The subjects were 13 healthy adults (5 males, 8 females, age 35.8 ± 14.4 years) including university students and working adults. The contents of the experiment were explained to the subjects in advance. Informed consent was obtained from all subjects involved in this study.

2.7. Experimental Procedure

  • The subject inputs any voice, such as hello, into the system.
  • The dialogue system announces a topic and starts a dialogue.
  • After five minutes, the system announces the end of a dialogue and asks the subject to fill out the post-dialogue questionnaire.
These steps were repeated for the three types of system settings. When three dialogues were completed, the dialogue system announced the end of the experiment.
The subjects were only told that there were three types of partners and were not given any prior information about their respective settings. When the experimenter explained how to talk with the dialogue system, the subjects practiced talking with the system for up to two turns. Considering that impressions would change depending on the order, the order of the settings was switched for each subject to ensure equality. To avoid the influence of others, the experiment was conducted in a room with only the subject and the contents of the dialogues were not saved. The time series of the number of characters, spoken during the experiment, was saved and used to verify that a dialogue had taken place.

3. Results

All the subjects interacted with the system and responded to the questionnaire. First, the responses are presented from the perspective of overall trends and individual subjects. Second, hierarchical cluster analysis was conducted on each subject. The analysis results were aggregated to investigate the cumulative results of all subjects’ evaluations. The process is illustrated using the response and dendrograms of one subject as an example. Third, the system evaluation items were classified according to the cumulative results.

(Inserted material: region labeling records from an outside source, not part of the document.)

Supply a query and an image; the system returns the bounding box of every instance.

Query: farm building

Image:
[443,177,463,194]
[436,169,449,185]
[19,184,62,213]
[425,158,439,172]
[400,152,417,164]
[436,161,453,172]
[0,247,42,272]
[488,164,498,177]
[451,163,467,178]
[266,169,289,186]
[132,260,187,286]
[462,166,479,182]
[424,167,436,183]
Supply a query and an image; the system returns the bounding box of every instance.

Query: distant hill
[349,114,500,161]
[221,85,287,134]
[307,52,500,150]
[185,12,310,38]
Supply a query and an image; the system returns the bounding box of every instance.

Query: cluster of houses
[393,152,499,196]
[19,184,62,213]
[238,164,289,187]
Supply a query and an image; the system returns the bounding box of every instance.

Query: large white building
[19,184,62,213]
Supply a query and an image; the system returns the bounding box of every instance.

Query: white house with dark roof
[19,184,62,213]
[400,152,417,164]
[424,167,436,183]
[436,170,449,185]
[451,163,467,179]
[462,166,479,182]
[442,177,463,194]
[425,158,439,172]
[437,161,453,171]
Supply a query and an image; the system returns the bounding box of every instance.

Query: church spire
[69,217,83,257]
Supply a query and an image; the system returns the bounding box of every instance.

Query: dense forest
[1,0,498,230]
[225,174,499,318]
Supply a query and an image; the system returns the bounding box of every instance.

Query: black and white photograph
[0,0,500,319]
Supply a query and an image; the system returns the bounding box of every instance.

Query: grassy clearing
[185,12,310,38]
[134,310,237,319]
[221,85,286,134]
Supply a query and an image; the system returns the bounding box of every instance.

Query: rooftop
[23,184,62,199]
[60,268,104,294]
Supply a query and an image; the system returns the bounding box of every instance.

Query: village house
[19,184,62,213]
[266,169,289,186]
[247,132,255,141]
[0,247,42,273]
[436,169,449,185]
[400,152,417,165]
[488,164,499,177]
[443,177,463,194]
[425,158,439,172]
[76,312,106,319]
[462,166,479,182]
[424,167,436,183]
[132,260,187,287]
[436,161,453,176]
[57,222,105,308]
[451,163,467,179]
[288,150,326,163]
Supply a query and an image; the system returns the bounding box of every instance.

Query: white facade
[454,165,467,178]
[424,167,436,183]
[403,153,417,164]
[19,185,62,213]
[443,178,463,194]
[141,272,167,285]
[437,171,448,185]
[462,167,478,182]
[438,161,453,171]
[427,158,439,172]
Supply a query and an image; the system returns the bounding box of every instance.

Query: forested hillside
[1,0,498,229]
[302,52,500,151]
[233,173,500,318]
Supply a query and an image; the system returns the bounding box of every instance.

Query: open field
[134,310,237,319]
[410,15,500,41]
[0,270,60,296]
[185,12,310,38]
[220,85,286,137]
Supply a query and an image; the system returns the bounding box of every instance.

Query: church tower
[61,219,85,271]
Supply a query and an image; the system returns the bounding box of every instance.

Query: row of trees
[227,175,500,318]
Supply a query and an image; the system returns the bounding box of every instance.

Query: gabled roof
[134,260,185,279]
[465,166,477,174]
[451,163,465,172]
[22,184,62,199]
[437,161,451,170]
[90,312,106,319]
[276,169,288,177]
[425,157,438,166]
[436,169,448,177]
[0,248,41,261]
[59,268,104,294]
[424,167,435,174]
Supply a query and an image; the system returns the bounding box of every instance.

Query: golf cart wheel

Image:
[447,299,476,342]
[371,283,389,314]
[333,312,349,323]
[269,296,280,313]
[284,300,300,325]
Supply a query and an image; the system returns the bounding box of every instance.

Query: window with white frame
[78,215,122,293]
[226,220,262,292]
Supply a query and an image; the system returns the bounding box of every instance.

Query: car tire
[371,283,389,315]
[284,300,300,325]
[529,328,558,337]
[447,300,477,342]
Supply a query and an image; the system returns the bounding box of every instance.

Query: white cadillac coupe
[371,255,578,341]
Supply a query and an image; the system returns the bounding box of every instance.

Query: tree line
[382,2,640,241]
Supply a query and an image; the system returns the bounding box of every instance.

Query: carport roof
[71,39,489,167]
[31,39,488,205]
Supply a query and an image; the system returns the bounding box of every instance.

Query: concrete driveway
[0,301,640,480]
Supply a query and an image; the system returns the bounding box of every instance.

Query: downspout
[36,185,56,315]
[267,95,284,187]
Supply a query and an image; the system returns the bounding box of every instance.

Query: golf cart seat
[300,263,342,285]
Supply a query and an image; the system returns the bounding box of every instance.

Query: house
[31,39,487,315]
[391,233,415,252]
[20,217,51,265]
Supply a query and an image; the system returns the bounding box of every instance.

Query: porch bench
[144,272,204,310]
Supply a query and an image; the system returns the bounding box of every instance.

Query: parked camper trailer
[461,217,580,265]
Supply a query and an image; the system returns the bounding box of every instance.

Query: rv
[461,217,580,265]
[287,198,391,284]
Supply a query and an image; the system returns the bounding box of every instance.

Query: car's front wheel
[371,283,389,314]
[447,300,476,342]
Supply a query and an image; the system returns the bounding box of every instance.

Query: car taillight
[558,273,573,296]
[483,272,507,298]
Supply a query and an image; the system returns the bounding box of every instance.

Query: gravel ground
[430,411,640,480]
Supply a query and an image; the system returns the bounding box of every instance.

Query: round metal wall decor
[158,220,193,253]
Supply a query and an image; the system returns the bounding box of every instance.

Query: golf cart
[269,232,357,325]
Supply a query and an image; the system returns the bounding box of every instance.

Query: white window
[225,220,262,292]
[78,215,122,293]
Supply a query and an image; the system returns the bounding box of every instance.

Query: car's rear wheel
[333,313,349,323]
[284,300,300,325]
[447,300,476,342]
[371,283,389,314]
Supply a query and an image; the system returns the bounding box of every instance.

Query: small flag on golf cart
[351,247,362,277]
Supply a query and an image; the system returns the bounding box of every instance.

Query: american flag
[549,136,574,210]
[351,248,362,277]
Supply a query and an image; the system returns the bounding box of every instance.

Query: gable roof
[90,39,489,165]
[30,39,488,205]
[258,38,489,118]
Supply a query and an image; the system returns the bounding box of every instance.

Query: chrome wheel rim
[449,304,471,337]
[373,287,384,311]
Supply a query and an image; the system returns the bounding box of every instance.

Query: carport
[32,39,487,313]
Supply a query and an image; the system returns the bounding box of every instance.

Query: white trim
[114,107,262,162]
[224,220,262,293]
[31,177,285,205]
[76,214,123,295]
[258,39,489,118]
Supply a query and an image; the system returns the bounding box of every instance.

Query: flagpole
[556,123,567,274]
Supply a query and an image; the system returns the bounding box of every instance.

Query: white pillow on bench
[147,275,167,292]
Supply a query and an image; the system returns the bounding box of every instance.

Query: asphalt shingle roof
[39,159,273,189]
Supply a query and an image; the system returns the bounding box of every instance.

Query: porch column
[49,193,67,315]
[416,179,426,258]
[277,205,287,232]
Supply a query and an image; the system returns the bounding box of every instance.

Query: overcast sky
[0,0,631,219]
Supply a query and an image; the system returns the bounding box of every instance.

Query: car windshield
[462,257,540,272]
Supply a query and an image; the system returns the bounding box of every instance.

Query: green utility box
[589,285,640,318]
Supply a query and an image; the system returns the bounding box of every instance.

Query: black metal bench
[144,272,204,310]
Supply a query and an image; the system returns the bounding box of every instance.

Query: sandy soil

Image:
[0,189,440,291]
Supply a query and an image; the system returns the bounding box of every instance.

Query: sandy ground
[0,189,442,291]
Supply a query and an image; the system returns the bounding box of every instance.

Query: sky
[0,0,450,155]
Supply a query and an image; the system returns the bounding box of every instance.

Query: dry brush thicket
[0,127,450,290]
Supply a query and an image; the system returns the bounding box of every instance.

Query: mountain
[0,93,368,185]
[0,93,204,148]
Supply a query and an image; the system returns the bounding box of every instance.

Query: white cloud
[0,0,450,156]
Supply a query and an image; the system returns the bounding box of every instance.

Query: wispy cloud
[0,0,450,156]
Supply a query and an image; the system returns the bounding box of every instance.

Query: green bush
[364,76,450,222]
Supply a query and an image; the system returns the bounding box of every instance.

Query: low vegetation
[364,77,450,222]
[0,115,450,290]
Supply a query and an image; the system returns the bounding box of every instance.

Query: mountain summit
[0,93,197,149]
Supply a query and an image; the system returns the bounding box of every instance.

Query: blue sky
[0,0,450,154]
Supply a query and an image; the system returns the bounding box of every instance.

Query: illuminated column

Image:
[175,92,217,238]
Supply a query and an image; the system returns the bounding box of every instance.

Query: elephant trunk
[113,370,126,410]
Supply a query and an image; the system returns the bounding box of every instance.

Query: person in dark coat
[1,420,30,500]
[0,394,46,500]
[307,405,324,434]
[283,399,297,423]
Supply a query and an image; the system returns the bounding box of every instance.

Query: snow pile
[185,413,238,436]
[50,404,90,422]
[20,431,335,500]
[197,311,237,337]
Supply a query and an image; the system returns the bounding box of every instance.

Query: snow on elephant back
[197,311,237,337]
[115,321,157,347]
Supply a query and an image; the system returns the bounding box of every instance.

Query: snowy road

3.1. Questionnaire Results

The average and standard deviation of the results for the post-dialogue questionnaire are shown in Figure 5. The dialogue system in the dyadic interaction (with a topic) setting ignored the subjects in the dialogue as shown in Figure 4, and the evaluations were negative on average. In the dyadic interaction (with a subject) setting and in the triadic interaction setting, dialogues took place between the subjects and the system, and the evaluations were relatively positive on average. On the other hand, each of the subjects gave various evaluations of the system and dialogues across the three settings. The evaluation results for one subject are shown in Table 2 as an example, and the evaluation results for all subjects are included in the Supplementary File.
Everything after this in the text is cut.